John-Michael Morgan said...

Nice find! Of the late, the only animated adaptions of this story were with Scrooge McDuck and Mr. Magoo.

-jmm

Jeff Pidgeon said...

Thanks for the timely post! This is still my favorite version, since it frightened me in my childhood and is still unsettling today (as I think a good ghost story should be).

Scares aside, it's got a great feeling for the setting, and uses it to strong effect - beautiful emotional and visual contrasts that plummet to bleak emptiness and return to friendly joy.
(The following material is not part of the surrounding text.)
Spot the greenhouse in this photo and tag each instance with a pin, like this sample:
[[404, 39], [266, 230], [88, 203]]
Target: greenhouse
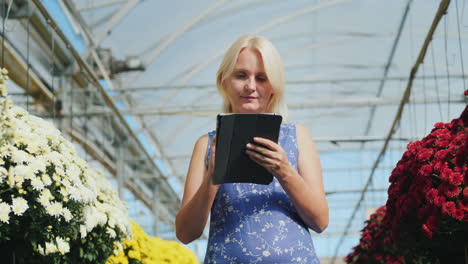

Sadly, I think it's still not available on DVD.

Joel Brinkerhoff said...

One of my favorites. It too cemented Richard as a force of animation nature. I had forgotten Jone was producer on this.

Jeff Pidgeon said...

I had no idea - according to Wikipedia, it won the 1972 Oscar for Best Animated Short. The Academy's policy was changed soon after that to disqualify any shorts first aired on television.

Robert said...

Although it's not out on DVD you can still see it all (in four parts) on Youtube.

Geez, that pan that starts at 0:53 is amazing. Is that all one painting?

David Nethery said...

This film made a big impression on me when I saw it on television. (I was 9 years old) After one or two airings in the early 70's it seemed to disappear. But I always remembered it vividly and finally located a 16 mm print from a library (around 1983). I'm glad it's available to view on YouTube, but the image quality is greatly diminished and it's really surprising to me that this film isn't out on DVD. It had a brief release on VHS about 8 years ago (or more) but the company which released it has never put it out on DVD which is odd given that almost any holiday-themed animated movie (no matter how poorly made) seems to get released to DVD , but this beautifully crafted film is not available ! Why ?

In my collection I have a cel from the film, from a scene animated by Abe Levitow. I let the AbeLevitow.com legacy site reproduce it on their site from the scan of the cel I posted on my blog :

The Ghost of Christmas Present, drawn by Abe Levitow

I wish the film were longer. It often feels rushed to get through the essential scenes of Dickens' story in 26 minutes to fit into the "half-hour TV Special" format. I suppose it was hard enough arranging the budget for a half-hour TV Special animated on this scale, but I wish they had been given an hour to tell the tale. The film feels like a compilation of sequences cut down from a longer film. (that doesn't actually exist)

Matt J said...

Ronald Searle told me that he had planned an animated version in the 60s-can yoou imagine how that would've looked?!

Anonymous said...

This remains the sole animated special to win both the Oscar and the Emmy, yet it's never been on DVD. The original production was sponsored by a consortium of banks, in a deal partly arranged by executive producer Chuck Jones. Money was tight even in 1971, the first year that it aired. Perhaps ownership is holding up a DVD release.

David Nethery said...

A one-hour version designed by Searle and animated by the Richard Williams Studio would have been amazing !

Alishea said...

I use to watch this as a kid on my grandmother's old VCR. I had to fast forward through the part when the ghost of the present shows Scrooge the two grotesque children! I was so little and it would scare the begeezus outta me! Great post! thank you!